Tell Elizabeth I'm sorry. I think it's bitterly ironic that Fira killed herself because she loved me and thought she could never make me love her that she died, and yet, I regret that I never let her know how much she had captured my heart. Fira's pretty face, the way she was either laughing at everything or else dark and brooding, the way she couldn't stay mad at anyone becauseshe would start to giggle. My beautiful Fira.
Elizabeth. She's so beautiful as she sleeps there. Her light brown hair looks like a halo as I write. She looks like a porcelain doll. She'll make a wonderful wife for someone else. I can't love the woman I married.
I only dated Lizzie because I figured that Fira could never fall in love with me, so I had to figure out some way to be un in love with her. I didn't even really ask her to marry me. Liz drew that conclusion on her own. I asked her some trivial question about the liturgies and the marriage ceremonies, and she flipped out. She flung her arms around me and I didn't get a word in edgewise until a few months after we were married. I think that this will hurt her. I'm sorry, but my wife is not the woman I love. ELizabeth is too perfect, too gorgeous, to gentle, too sweet, too delicate, too fragile, too doll-like... I loved Fira!

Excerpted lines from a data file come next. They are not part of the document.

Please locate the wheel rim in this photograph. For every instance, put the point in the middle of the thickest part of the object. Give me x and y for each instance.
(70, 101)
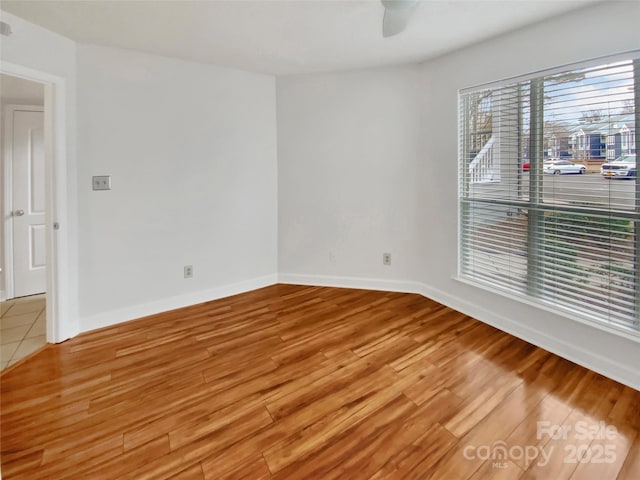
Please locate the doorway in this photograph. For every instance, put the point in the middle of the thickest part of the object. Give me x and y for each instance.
(24, 254)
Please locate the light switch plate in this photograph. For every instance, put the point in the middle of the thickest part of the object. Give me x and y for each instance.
(102, 182)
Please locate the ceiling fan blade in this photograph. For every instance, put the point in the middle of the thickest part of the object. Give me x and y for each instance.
(396, 15)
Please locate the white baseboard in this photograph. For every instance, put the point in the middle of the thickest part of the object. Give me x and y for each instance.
(351, 282)
(113, 317)
(626, 374)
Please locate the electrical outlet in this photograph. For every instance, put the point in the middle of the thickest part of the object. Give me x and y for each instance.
(101, 182)
(188, 271)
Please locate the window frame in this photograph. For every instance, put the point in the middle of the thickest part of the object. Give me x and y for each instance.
(527, 298)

Fira was small, but so strong. If she was upset, she didn't laugh, but she didn't sulk like Elizabeth. She would walk around with absolutely no expression on her face. I loved her silence, and I loved the way she chattered on when she was happy. I loved the way her strong sense of tradition contrasted from my wild streak. I loved the way her long, dark curls looked when she forgot to tie them up. I loved her forgetfulness. I knew she had a crush on me, but I oculdn't take advantage of that. I had no idea she truly loved me. I loved her fiery temper, and the way that if she truly thought something was wrong, she would scream at you. It broke my heart to see her cry. Fira was Fira. If had had the courage to, I would have told her I loved her.
So, Mom, I'm addressing this to you because you'll be able to best give Lizzy a word of comfort when she finds me. Good bye. I love you. Lizzie was a good friend to me.